Is there any way you can shine a shop light or flash light on the item and try another picture set ?


----------



## Hoodoo Valley (Nov 14, 2006)

That disc still has paint on it so it's not real old but from the pictures, which are pretty darn dark, it looks as though the bushing should be one with the square axle so that they rotate together as one inside the larger bushing? Does it have grease fittings?


----------



## marc_hanna (Apr 10, 2017)

On the first pic it looks like there is a zerk. 
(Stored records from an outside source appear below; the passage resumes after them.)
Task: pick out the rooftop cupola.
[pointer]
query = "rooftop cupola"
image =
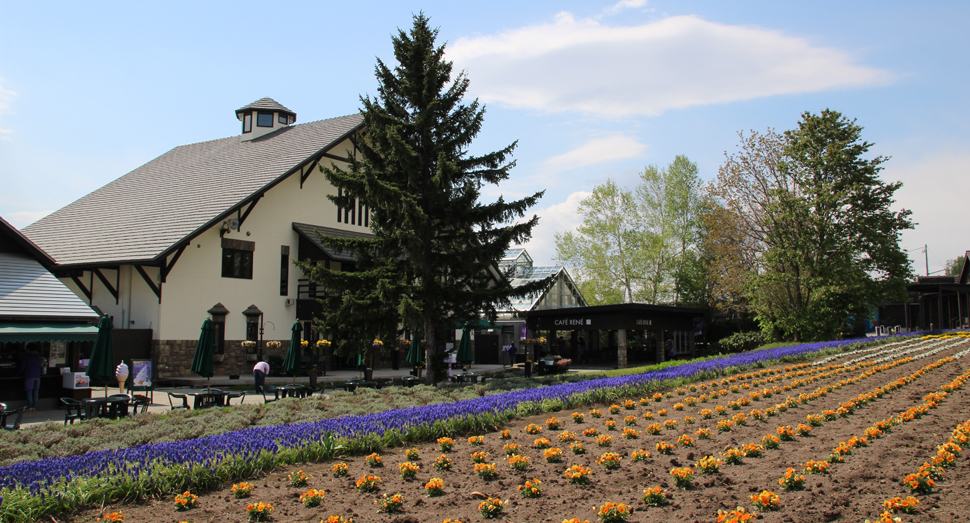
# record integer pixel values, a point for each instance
(263, 117)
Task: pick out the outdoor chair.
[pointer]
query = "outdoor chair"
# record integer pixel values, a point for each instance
(138, 401)
(183, 397)
(242, 398)
(150, 389)
(207, 401)
(73, 409)
(16, 422)
(269, 394)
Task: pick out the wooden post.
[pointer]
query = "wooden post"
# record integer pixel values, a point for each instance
(621, 361)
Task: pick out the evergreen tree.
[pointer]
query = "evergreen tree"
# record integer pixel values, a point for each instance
(434, 257)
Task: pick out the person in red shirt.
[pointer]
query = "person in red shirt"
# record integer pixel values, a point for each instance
(259, 374)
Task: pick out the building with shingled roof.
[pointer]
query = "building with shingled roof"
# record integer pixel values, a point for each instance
(211, 229)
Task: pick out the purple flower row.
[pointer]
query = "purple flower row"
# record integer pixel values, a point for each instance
(247, 444)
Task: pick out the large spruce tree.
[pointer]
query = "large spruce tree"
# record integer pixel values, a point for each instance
(434, 259)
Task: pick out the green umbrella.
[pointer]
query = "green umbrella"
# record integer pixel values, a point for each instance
(101, 366)
(291, 362)
(465, 353)
(202, 361)
(415, 355)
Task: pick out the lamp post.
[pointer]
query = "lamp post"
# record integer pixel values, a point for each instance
(254, 328)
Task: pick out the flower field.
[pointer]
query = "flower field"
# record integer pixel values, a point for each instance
(840, 438)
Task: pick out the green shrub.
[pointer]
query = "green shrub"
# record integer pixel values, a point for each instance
(740, 342)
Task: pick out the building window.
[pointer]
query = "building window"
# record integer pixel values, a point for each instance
(237, 259)
(284, 270)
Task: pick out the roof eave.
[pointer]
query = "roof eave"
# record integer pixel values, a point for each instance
(161, 257)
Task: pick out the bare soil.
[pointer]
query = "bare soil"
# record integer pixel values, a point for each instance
(852, 491)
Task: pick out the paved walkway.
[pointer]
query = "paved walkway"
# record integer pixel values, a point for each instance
(48, 409)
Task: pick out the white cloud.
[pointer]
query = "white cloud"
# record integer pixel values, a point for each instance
(5, 96)
(626, 4)
(595, 151)
(560, 217)
(21, 219)
(935, 189)
(589, 67)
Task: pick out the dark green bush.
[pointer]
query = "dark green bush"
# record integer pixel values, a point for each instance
(740, 342)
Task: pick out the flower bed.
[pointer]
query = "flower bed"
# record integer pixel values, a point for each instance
(162, 468)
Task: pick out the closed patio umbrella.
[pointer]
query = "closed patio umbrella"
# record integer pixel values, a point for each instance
(202, 361)
(415, 355)
(101, 366)
(291, 362)
(465, 354)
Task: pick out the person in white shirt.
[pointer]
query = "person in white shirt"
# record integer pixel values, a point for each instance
(259, 374)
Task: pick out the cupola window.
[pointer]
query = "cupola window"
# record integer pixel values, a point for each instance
(264, 119)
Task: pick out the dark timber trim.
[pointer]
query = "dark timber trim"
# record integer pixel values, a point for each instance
(249, 210)
(168, 268)
(308, 170)
(113, 290)
(80, 284)
(157, 289)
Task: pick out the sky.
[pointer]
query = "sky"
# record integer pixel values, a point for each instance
(589, 90)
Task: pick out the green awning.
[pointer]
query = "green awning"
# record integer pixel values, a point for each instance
(30, 332)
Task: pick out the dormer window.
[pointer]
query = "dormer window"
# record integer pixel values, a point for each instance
(270, 116)
(264, 119)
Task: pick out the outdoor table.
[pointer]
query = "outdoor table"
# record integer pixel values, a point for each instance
(112, 408)
(352, 385)
(206, 400)
(468, 377)
(294, 391)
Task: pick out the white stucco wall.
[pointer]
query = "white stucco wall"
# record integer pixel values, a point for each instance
(195, 284)
(136, 307)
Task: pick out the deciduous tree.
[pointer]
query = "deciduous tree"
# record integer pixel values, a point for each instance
(818, 240)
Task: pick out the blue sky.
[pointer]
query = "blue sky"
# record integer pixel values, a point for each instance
(591, 90)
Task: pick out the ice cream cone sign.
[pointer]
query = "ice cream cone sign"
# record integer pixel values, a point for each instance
(121, 372)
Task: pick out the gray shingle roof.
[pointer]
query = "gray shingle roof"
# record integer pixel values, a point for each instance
(309, 232)
(139, 216)
(29, 291)
(266, 104)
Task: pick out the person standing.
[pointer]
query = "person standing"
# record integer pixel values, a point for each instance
(31, 369)
(259, 375)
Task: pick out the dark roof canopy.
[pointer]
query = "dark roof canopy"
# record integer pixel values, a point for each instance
(309, 232)
(265, 104)
(629, 316)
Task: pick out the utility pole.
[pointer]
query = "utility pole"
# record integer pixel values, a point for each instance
(926, 258)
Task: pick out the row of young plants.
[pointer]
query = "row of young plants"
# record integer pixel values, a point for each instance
(792, 479)
(33, 489)
(924, 480)
(517, 461)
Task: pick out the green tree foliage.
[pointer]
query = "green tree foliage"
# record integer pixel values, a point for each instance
(608, 249)
(639, 245)
(433, 260)
(816, 242)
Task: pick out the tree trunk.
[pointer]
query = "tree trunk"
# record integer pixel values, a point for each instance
(431, 349)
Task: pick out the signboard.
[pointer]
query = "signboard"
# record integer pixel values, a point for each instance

Sent from my iPhone using Tractor Forum


----------



## cedar (Jan 22, 2017)

I can try to get better photos in the daylight today. The flash on my camera is not working.


----------



## cedar (Jan 22, 2017)

tractor beam said:


> That disc still has paint on it so it's not real old but from the pictures, which are pretty darn dark, it looks as though the bushing should be one with the square axle so that they rotate together as one inside the larger bushing? Does it have grease fittings?


There is a zerk fitting.


----------



## cedar (Jan 22, 2017)

Here are some better photos, and photos of the axle.


----------



## cedar (Jan 22, 2017)

more photos...


----------



## RC Wells (Dec 26, 2008)

Real common for Oliver, White, and some John Deere discs to have square bore bearings. Here is a source of replacement bearings, and there are many others: https://www.thebigbearingstore.com/square-bore-disc-bearings/

To repair the square shaft just pick up some hardface rod at your local welding supply. Use that rod to build the shaft up to approximately the original dimensions. Hardface rod does not penetrate, so just puts a hard steel casing on surface of the original shaft so the bearing turns instead of allowing the shaft to turn.


----------



## deerhide (Oct 20, 2016)

Make a rock maple bushing yourself..... An old MF dealership may have them, seems to me they are in 2 pieces.


----------



## Hoodoo Valley (Nov 14, 2006)

RC Wells said:


> Real common for Oliver, White, and some John Deere discs to have square bore bearings. Here is a source of replacement bearings, and there are many others: https://www.thebigbearingstore.com/square-bore-disc-bearings/
> 
> To repair the square shaft just pick up some hardface rod at your local welding supply. Use that rod to build the shaft up to approximately the original dimensions. Hardface rod does not penetrate, so just puts a hard steel casing on surface of the original shaft so the bearing turns instead of allowing the shaft to turn.


That's what I was envisioning how it should work, The shaft taking the wear doesn't sense.


----------